Pierwsze wrażenie jest bardzo pozytywne. Gra działa w wysokich rozdzielczościach, a animacja jest bardzo płynna – w wersji pecetowej można ustawić ograniczenie wyświetlanych klatek na różnych progach do 240 włącznie lub znieść to ograniczenie w ogóle. Oprócz tego mamy dostęp do dodatkowych opcji, takich jak antyaliasing, filtrowanie tekstur, czy zmiana FOV. Niestety już na etapie menu pojawia się łyżka dziegciu – w opcjach przypisania klawiszy nie ma możliwości usunięcia już istniejących mapowań. Jeżeli spróbujemy do danego klawisza przypisać inną akcję, to od tej pory klawisz ten będzie odpowiedzialny za dwie (lub więcej!) akcji. Nie muszę tłumaczyć do jakich to może doprowadzić komplikacji, a brak możliwości usunięcia przypisania jest dla mnie o tyle zagadkowy, że taka opcja była w modyfikacji Doom 64 EX…

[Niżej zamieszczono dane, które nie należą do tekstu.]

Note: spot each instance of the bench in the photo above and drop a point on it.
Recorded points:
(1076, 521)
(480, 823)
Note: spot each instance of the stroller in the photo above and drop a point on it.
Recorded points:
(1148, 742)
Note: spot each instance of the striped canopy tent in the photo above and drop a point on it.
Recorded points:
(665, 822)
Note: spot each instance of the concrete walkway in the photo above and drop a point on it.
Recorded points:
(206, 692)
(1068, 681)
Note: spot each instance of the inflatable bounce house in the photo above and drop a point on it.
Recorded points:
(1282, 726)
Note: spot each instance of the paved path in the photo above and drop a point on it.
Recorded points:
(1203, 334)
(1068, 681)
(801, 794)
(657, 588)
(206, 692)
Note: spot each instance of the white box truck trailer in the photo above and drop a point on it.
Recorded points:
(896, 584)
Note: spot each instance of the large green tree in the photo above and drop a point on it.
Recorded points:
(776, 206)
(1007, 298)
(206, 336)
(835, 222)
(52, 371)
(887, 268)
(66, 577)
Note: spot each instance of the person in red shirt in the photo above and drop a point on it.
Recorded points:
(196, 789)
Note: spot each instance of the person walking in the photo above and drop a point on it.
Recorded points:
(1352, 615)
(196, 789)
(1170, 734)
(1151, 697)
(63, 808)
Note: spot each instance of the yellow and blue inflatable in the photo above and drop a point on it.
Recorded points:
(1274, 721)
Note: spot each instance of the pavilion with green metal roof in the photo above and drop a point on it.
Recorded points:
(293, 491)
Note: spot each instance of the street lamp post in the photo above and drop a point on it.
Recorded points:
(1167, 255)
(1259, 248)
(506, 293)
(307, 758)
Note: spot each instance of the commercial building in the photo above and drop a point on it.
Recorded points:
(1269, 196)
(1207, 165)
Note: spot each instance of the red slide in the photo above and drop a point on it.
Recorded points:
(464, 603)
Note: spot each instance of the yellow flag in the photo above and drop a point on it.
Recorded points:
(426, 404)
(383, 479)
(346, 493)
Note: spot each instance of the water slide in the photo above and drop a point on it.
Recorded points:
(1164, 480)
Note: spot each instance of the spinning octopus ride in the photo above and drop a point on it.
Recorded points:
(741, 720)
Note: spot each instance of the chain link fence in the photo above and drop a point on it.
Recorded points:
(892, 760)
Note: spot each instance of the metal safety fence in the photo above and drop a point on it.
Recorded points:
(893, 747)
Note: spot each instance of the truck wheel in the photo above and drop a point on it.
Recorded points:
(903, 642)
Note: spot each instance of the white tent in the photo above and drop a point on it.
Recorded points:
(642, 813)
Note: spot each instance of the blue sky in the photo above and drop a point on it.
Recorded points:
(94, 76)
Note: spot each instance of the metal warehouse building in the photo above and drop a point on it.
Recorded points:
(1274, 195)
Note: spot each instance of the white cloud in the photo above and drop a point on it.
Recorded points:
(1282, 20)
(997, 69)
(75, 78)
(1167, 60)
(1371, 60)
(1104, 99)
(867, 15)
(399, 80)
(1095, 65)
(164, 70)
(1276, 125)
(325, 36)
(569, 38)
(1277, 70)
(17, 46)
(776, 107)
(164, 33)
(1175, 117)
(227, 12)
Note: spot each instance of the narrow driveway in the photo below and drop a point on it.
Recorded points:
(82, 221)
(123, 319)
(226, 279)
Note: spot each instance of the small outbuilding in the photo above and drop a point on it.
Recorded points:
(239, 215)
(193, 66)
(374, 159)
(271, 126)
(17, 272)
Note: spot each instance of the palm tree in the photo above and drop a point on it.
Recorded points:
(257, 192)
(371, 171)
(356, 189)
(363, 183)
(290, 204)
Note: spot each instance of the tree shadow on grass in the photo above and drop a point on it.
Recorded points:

Na szczęście dalej jest już tylko lepiej, ale to jest ta część tekstu, pisząc którą czuję się dziwnie… a to dlatego, że to jaki dokładnie jest Doom 64 (czy Doom w ogóle) wiadomo od ponad dwudziestu lat i niewiele się w tej materii zmieniło. Być może tekst ten czytają jednak nieco młodsze osoby i winne są im wyjaśnienia, żeby nie powiedzieć “ostrzeżenia”. Po pierwsze – w Doom 64 nie ma ruchu kamery w pionie. Do przeciwników umieszczonych na wyższych lub niższych kondygnacjach celujemy po prostu ustawiając broń w stosownej pozycji na osi X, a gra zrobi za nas resztę. Po drugie, rozgrywka opiera się o przemierzanie labiryntów (nieraz bardzo skomplikowanych) i szukanie z nich wyjścia. Mimo, że nazwy etapów sugerują, że znajdujemy się w opuszczonych, nawiedzonych przez demony instalacjach wojskowych, czy naukowych, to ich konstrukcje są wysoce abstrakcyjne i mało prawdopodobne, aby jakakolwiek realna placówka była zbudowana w podobny (czytaj: zupełnie niepraktyczny) sposób. Nie spotkamy na swojej drodze żadnych NPC-ów, z wyjątkiem tych, u których powinno nastąpić natychmiastowe, śmiertelne zatrucie ołowiem; nie będzie tu żadnych przerywników filmowych, a na zakończenie gry dostaniemy jedynie ścianę tekstu. Miejcie to wszystko z tyłu głowy decydując się na zakup – to jest pozycja dla miłośników gatunku, jakim są staroszkolne strzelanki pierwszoosobowe. Jeżeli ktoś spodziewa się podobnych atrakcji jakich dostarcza np. Call of Duty to niechybnie się rozczaruje.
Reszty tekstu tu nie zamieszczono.